Obama needs a coherent strategy to deal with Iran

Business Times - 05 Feb 2010


Obama needs a coherent strategy to deal with Iran

By LEON HADAR
WASHINGTON CORRESPONDENT

US President Barack Obama came to office promising to replace his predecessor's Axis-of-Evil approach to Iran with one based on diplomatic engagement. But against the backdrop of the stalled nuclear talks with Teheran and the rise of the Green Movement in Iran, Mr Obama's engagement policy has been coming under criticism - and not only from the neoconservatives.

In a Newsweek commentary, Council on Foreign Relations president Richard Haass has called for 'promoting regime change' in Iran. Mr Haass is not a neoconservative but a self-described 'card-carrying realist' and a former official in the administrations of Bush I and Bush II. For a long time, Mr Haass seemed to be in agreement with Mr Obama's pursuit of diplomatic engagement with Iran. And while he is not in favour of using military force to achieve regime change in Teheran, he believes that the time has come to drop the engagement policy and to support the democratic opposition in Iran.

As someone who is also a 'card-carrying realist', I can understand why a foreign policy realist who believes that Iran's acquisition of nuclear weapons could pose a direct threat to US national security interests would support recent steps taken by the Obama administration to increase the US anti-missile capabilities in the Gulf and consider them more of defensive than an aggressive manoeuvres.

I understand, but disagree with that view. Mr Obama has failed to devise a coherent strategy for engagement with Iran similar to the one that created the conditions for Richard Nixon to go to China. From that perspective, the Obama administration's military moves in the Gulf will raise tension between Teheran and Washington instead of achieving the goal of getting Iran to make a diplomatic deal with the West.

Mr Haass's recommendation to 'promote' regime change in Teheran runs contrary to any sensible realist viewpoint. As Niccolo Machiavelli cautioned, never start a fight you are not sure you could finish and win. There are so many 'what ifs' involved in any scenario under which the US pursues a policy of regime change in Iran: What happens if Iran retaliates by destabilising Iraq? What happens if tension between the US and Iran degenerates into full-scale war?
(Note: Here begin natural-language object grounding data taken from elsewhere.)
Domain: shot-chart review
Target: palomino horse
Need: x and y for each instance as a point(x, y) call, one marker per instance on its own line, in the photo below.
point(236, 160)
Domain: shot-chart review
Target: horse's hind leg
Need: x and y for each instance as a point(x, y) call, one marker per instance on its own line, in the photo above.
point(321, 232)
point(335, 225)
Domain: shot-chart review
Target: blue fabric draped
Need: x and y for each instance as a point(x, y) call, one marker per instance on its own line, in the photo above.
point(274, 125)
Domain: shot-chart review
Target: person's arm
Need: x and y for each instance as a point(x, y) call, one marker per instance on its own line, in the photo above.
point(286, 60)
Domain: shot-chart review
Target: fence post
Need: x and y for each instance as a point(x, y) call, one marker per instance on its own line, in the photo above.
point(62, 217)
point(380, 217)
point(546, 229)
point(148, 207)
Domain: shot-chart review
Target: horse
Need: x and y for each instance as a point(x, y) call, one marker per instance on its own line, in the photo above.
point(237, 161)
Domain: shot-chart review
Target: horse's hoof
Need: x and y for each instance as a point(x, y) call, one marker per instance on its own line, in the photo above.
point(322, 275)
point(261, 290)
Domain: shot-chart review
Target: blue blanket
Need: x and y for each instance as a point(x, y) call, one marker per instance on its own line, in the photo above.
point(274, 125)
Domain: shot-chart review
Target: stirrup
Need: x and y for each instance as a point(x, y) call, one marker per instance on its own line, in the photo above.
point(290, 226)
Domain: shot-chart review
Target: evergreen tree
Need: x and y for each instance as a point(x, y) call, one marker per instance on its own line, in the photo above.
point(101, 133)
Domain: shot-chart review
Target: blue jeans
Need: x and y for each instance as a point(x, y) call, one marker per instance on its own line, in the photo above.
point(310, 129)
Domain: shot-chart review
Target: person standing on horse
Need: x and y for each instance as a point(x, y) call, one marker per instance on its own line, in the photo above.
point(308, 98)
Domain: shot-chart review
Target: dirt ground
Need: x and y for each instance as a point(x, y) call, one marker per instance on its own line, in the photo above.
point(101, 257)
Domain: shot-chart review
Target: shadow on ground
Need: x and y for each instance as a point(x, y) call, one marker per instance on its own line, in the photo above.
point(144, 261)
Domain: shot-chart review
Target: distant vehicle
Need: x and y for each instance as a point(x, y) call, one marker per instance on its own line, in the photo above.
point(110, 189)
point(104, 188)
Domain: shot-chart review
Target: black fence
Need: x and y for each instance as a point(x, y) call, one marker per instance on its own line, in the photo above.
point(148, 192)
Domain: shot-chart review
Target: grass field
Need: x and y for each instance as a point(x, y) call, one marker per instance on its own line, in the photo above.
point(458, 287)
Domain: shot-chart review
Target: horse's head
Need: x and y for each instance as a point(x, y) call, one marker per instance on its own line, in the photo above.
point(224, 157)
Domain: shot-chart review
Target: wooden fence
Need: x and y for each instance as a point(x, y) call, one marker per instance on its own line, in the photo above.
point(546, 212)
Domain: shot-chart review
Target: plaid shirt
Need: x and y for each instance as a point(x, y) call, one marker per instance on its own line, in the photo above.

And what happens if the political upheaval in Iran turns into a civil war?

Indeed, the third scenario should raise doubts about the morality of trying to intervene in a complex internal political conflict in a foreign country - as demonstrated by the crushing of the pro-democracy movement in Hungary in 1956 and the doomed uprising by the Shiites and the Kurds in Iraq in 1991 after the US-led Desert Storm war over Kuwait. In both cases, Washington officials expressed support for - and even encouraged - the opponents of the regime to take action. Unless Americans are willing to use the full force of their military power to do regime change, promoting it could end up destroying the Opposition and strengthening the incumbent regime. In these cases, the US was perceived as sharing moral responsibility for that outcome.

And after the failed US-backed Orange Revolution in Ukraine, and even more significantly, the victory of Hamas in the 2006 election in the Palestinian Territories - which the Bush administration had promoted in the name of democratising the Middle East - how is it that Mr Haass and the other advocates of regime change in Teheran are so confident that the Ayatollahs would be replaced by a regime whose interests and values will be more in line with those of Washington? How about some sense of humility when it comes to predicting foreign policy outcomes?

From a Realpolitik perspective, Washington and Teheran need to resolve their policy differences, which include Iran's alleged nuclear military programme, Iraq, Afghanistan, Lebanon and Israel/Palestine. Washington should strive for some sort of a 'grand bargain' under which Iran would freeze the development of nuclear military capability as part of a diplomatic deal that will also respond to some of Iran's concerns. If such an effort to reach a deal fails, Washington should work with regional and global powers in pursuing a policy of containment vis-à-vis Iran.

And if the democratic opposition in Iran has so much public backing as many observers suggest, there is no reason why this movement could not continue mobilising its supporters if and when the US makes a deal with Iran. If anything, US diplomatic ties as well as trade and investment with Iran should be in the interest of the westernised and educated pro-democracy activists in Iran.

President Obama and the US Congress will continue to have opportunities to express their disapproval of the human rights conduct and other domestic and foreign policies of the Iranian regime, without using US diplomatic and military power to replace it. After all, this is the same kind of policy that we apply today to our relationship with, say, Saudi Arabia and Egypt, or China and Russia.